Tax and sector receipts

Oil-related tax income fell by half to 281.7 billion rubles ($3.7 billion) compared with January 2025. When oil and gas are combined, revenues also fell 50% to 393.3 billion rubles. Those two sectors account for roughly a quarter of Russia's budget, underscoring the significance of the decline.

Price movements and discounts

Global benchmarks were lower: Brent oil futures were 15% down year-on-year for the fiscal period. The effect on Russia was amplified by U.S. sanctions. January's oil revenue hit the lowest point since June 2020.

At export hubs, Urals crude traded at about $26 per barrel below Dated Brent. That discount has widened significantly from roughly $12 below the benchmark a year earlier, according to data from Argus Media.
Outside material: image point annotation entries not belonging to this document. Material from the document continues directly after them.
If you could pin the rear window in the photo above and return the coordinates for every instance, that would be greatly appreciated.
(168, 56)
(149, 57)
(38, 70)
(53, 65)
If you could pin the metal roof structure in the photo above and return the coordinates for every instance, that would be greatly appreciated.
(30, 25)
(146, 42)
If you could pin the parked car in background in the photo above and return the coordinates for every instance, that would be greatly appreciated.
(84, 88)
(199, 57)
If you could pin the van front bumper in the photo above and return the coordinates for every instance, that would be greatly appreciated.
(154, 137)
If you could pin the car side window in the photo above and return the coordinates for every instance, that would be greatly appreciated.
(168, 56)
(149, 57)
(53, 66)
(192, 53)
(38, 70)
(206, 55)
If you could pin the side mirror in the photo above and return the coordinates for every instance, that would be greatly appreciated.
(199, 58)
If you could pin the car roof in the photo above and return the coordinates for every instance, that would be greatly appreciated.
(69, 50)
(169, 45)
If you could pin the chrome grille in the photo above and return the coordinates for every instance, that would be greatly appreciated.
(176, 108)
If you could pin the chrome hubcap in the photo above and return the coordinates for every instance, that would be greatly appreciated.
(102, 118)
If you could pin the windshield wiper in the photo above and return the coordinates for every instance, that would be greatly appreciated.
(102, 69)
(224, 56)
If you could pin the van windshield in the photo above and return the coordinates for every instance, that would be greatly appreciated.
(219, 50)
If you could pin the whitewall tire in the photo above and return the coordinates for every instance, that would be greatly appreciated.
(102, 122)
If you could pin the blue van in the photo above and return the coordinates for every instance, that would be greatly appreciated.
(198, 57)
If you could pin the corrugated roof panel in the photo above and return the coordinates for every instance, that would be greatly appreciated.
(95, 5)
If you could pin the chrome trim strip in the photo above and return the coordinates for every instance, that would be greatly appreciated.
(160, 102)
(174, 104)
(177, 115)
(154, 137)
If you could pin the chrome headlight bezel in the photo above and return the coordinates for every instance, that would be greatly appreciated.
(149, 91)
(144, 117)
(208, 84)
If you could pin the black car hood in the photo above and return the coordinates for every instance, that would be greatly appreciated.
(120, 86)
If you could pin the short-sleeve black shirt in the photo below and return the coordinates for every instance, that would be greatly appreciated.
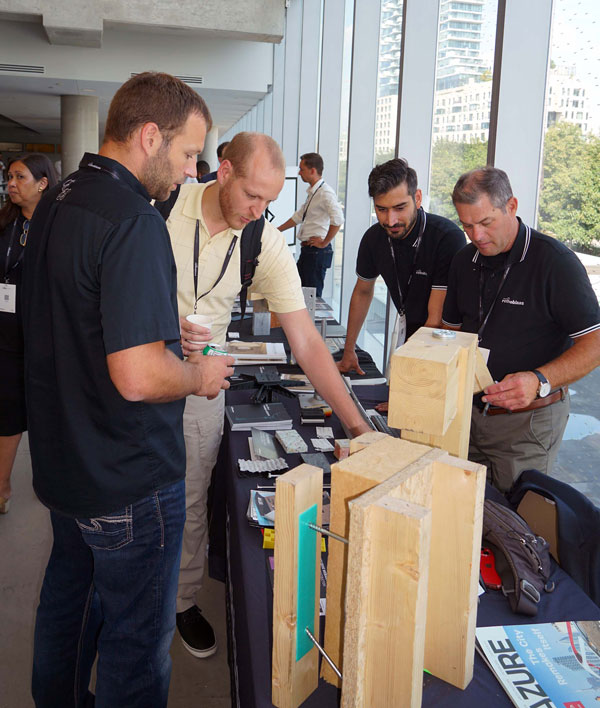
(545, 302)
(99, 277)
(440, 241)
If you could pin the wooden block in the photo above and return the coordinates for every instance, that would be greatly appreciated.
(483, 377)
(456, 439)
(424, 381)
(386, 603)
(361, 441)
(294, 678)
(341, 449)
(349, 479)
(457, 515)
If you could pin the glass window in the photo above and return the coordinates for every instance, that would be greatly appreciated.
(372, 336)
(332, 295)
(463, 76)
(569, 198)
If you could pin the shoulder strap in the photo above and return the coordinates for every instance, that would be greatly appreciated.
(164, 208)
(250, 247)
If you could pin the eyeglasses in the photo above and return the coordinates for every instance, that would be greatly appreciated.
(24, 232)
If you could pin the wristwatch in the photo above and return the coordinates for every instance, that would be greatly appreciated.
(544, 387)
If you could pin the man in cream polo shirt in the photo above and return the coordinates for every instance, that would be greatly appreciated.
(248, 179)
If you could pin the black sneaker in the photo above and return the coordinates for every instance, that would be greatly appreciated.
(196, 633)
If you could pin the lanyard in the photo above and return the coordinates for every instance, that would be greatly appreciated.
(197, 254)
(8, 270)
(416, 246)
(484, 320)
(310, 200)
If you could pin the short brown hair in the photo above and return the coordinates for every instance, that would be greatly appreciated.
(153, 97)
(313, 160)
(242, 147)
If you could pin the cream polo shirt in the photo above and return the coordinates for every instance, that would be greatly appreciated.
(276, 276)
(320, 210)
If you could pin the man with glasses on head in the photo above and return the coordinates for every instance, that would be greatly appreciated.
(206, 226)
(530, 300)
(105, 387)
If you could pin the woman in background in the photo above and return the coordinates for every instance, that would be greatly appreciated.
(28, 178)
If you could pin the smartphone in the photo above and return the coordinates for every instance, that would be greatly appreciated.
(487, 567)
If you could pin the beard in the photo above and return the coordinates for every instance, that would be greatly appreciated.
(402, 230)
(227, 208)
(157, 175)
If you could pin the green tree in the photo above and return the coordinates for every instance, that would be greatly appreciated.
(448, 161)
(569, 205)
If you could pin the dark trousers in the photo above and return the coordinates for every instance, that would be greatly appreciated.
(312, 266)
(110, 587)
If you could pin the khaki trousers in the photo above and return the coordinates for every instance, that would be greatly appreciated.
(202, 429)
(510, 443)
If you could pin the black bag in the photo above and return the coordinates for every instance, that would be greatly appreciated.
(522, 558)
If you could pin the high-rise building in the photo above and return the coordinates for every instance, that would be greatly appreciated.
(459, 44)
(390, 38)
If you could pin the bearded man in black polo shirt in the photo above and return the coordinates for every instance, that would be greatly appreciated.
(530, 301)
(106, 385)
(410, 248)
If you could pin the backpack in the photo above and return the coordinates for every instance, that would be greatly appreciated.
(522, 558)
(250, 247)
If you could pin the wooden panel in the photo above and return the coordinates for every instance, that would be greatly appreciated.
(457, 515)
(349, 479)
(386, 603)
(296, 491)
(456, 438)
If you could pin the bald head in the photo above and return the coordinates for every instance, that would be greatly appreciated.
(246, 148)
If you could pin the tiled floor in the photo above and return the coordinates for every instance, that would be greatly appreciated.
(25, 540)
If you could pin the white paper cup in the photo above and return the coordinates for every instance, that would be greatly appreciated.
(202, 320)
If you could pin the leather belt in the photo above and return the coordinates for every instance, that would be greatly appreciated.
(554, 397)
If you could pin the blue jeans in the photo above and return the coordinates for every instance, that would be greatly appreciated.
(312, 266)
(110, 586)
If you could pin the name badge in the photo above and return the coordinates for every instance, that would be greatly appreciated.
(8, 297)
(400, 328)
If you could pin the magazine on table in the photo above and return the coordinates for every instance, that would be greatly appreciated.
(264, 416)
(551, 665)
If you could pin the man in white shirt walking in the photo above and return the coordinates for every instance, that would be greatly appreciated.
(320, 218)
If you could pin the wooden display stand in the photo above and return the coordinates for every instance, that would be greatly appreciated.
(403, 594)
(409, 575)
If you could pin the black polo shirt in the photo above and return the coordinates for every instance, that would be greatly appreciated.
(98, 277)
(545, 302)
(440, 241)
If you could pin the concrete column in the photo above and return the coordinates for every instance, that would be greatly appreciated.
(78, 128)
(210, 148)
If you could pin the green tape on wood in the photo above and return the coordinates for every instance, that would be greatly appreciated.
(307, 550)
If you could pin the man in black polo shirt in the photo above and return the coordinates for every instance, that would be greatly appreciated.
(106, 384)
(530, 300)
(410, 248)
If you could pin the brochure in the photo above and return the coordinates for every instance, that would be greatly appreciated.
(552, 665)
(265, 416)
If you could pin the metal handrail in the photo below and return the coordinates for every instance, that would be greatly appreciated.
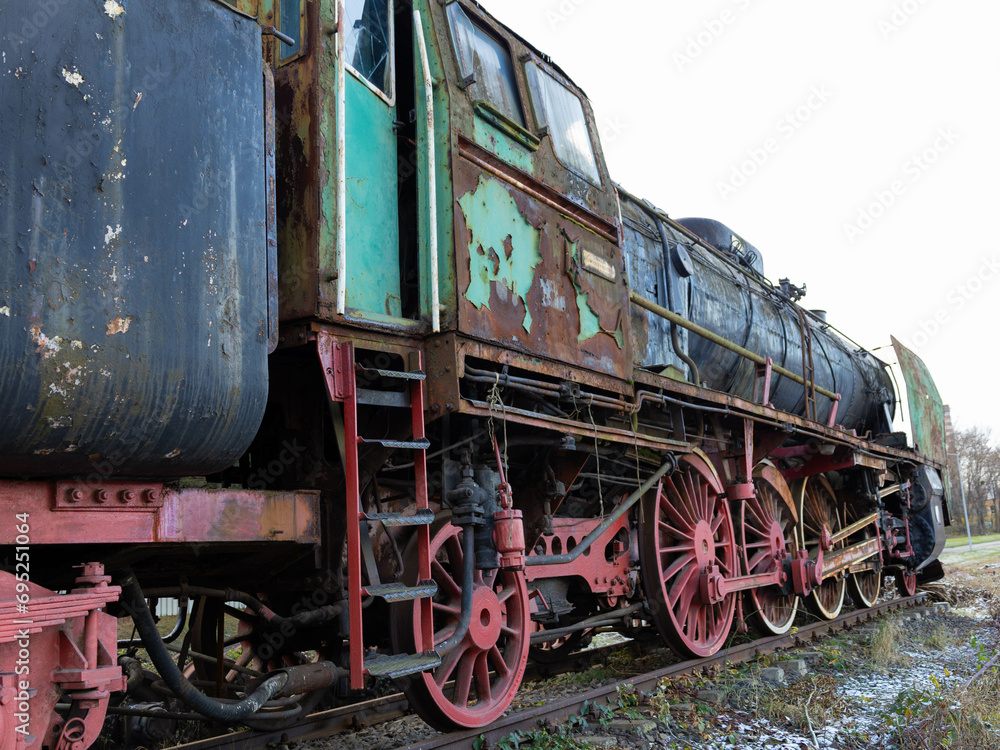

The expansion of the Urals discount followed the U.S. blacklisting of Russia's two largest producers, Rosneft PJSC and Lukoil PJSC, announced in October.
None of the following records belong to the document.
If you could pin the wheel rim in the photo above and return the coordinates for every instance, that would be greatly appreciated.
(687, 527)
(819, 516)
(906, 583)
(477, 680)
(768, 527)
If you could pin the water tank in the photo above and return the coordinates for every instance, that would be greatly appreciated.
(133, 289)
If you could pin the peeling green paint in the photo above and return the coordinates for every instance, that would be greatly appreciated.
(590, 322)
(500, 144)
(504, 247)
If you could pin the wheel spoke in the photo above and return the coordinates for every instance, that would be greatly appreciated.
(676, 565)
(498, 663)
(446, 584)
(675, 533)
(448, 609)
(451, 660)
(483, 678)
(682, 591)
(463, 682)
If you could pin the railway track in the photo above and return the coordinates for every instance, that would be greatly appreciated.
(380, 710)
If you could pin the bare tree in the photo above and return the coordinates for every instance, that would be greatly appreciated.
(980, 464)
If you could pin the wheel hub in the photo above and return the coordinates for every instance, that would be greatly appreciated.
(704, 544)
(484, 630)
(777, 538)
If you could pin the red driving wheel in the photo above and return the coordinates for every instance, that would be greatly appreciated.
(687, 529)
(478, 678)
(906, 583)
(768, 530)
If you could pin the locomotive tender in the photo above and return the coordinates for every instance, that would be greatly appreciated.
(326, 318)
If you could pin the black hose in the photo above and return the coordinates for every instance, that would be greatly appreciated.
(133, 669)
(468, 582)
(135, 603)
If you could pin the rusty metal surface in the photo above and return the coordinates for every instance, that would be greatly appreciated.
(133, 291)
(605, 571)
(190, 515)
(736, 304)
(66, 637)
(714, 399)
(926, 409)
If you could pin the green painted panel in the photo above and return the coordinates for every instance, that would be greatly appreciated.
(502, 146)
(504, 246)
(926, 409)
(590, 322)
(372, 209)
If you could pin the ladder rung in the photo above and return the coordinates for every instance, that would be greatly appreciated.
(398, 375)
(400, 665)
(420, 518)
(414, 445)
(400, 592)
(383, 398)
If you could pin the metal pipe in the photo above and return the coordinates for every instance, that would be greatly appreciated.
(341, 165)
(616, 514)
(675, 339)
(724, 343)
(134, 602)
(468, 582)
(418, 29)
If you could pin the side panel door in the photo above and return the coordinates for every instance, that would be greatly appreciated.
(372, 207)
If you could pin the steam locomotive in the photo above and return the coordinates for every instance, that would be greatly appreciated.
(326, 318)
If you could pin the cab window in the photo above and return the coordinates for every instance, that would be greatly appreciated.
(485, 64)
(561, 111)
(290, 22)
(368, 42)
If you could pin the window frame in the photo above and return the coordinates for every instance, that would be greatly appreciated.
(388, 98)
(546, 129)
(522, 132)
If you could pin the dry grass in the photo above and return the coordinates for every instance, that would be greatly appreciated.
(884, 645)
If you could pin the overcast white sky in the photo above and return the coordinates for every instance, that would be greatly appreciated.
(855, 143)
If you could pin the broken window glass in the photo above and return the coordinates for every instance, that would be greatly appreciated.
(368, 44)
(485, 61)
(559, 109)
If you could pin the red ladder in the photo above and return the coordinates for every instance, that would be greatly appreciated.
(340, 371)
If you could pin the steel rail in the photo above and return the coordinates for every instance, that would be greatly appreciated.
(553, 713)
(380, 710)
Government calculations versus budget assumptions

Russia's finance ministry based its oil-revenue calculation on Urals averaging $39.18 per barrel in December, a 38% decline from the prior year. That computed average sits well under the government's fiscal planning assumption of $59 per barrel for 2026.


Context limitations

The figures above reflect official revenue calculations and market discounts cited by industry data. The report does not provide further breakdowns of taxation components, ruble exchange-rate metrics, or prospective policy responses.

Risks

  • Sustained lower global oil prices and expanded Urals discounts may keep oil and gas receipts depressed, affecting government fiscal capacity.
  • Sanctions-related market impacts - including the U.S. blacklisting of Rosneft PJSC and Lukoil PJSC - have contributed to the wider discount for Urals and could prolong revenue pressure.
  • The finance ministry's December Urals average of $39.18 per barrel is materially below the government's $59 per barrel budget assumption for 2026, creating fiscal uncertainty.